The Holiday Effect
I just got a text message from my mom:
Can u get back by 6? I think dad wants to go to Los cucos
I was just talking about lapses in willpower caused by friends. But really it’s not just friends - it’s family as well. And this is so natural during the holiday season. I’ll call it the Holiday Effect.
It’s almost like the universe just provided me with a perfect opportunity to practice a protocol to handle this.
There’s nothing wrong with Mexican - it can be great as a high carb day. But Mexican is my kryptonite. I want nachos and flour tortillas. I have so little discipline right now.

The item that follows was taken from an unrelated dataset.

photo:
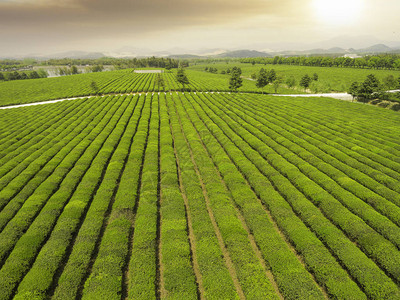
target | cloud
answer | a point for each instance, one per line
(47, 22)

But I know how to deal with it in theory. Using my meditations I take several steps back from the problem, and I’m also using blogging to step back. Implementation intention and mental contrasting are techniques that work. I can do this. So….
Implementation Intention:
When I go to Los Cucos tonight I will drink water instead of reaching for chips.

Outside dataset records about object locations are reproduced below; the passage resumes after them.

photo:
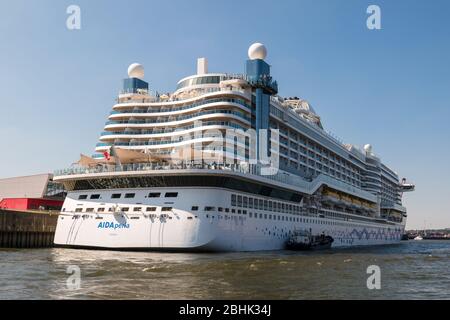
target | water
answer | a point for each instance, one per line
(409, 270)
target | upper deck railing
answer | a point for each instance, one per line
(280, 176)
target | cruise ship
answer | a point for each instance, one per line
(224, 163)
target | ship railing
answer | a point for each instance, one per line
(279, 176)
(243, 168)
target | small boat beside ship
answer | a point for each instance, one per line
(304, 240)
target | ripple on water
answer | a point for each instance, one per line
(410, 270)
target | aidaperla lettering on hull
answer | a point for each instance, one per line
(112, 225)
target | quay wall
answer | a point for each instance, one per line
(27, 229)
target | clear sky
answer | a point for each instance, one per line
(388, 87)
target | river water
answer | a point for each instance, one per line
(408, 270)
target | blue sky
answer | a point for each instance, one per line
(388, 87)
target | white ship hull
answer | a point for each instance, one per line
(205, 229)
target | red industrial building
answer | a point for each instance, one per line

When I go to Los Cucos tonight I will order fajitas or something meat and veggie intensive and tell the waiter I don’t want any tortillas.
Mental Contrasting:
Positives: In nailing my eating I get to lose weight. I can lose fat. I can gain the body I need in order to do other things - like breakdancing and martial arts and more advanced bodyweight exercises like pullups and enjoying travel and take advantage of new experiences that come with that - surfing, hiking, climbing. I will look and feel great, which will increase my confidence so that I can take that energy and invest it in everything else.

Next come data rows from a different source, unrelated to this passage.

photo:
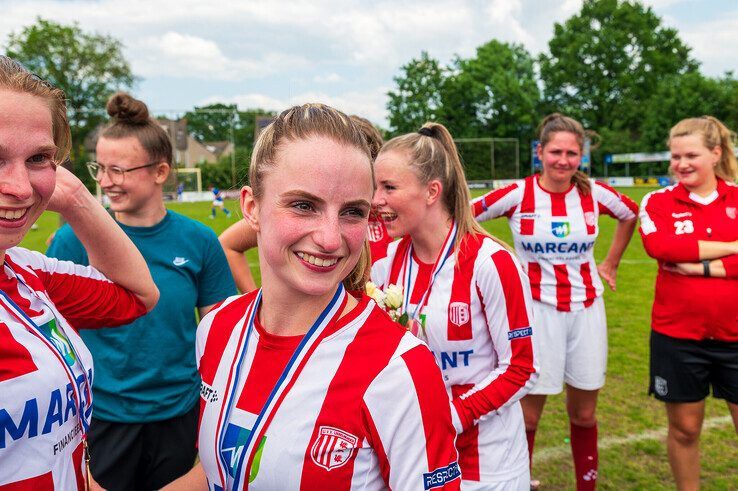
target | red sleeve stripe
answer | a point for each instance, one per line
(528, 205)
(588, 211)
(534, 276)
(563, 288)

I can move on from the eating habit instead of floundering. I can nail it, I can move on, and master all the other skills I need to have the life of my dreams, including writing a book on all this - techniques that will actually help other people improve in their life when it comes to fitness, but also in habit formation in general. And I will be the one who has broken through this skill that humans have yet to master.
Things stopping me: I’m hungry. When I’m hungry my discipline plummets. I love Mexican food. I will think to myself - well, I messed up the last two days, so why not forget this for today and pick it up another day?But I must know that in that path lies the destruction of this entire project. I fear this - I fear falling back into failure, and it’s hilarious because this isn’t as hard as my depression. I know that I can summon up willpower through my meditative techniques. I fear that I will just flounder on in fixing my body, and somehow that fear of moving on makes my flounder on, because I can be secure in knowing that the world is out to get me. Because if it’s out to get me than I have an excuse to not be my best.
Floundering is what everyone does in this - how many people do I know who have learned how to eat right and keep doing it for years at a time, such that it becomes a part of who they are? This is the power of real transformation, and not just floating in these concepts without any real lasting self change. And I’m afraid of being that non-changing person.
These tests always come when you’re at your weakest. But it’s a fantastic opportunity and challenge to show excellence - it’s like jumping ahead of the curve instead of just incrementally advancing. It’s a chance to gain major points if this were a game.
I’ll use this as an experiment, and we’ll see how it goes afterwards.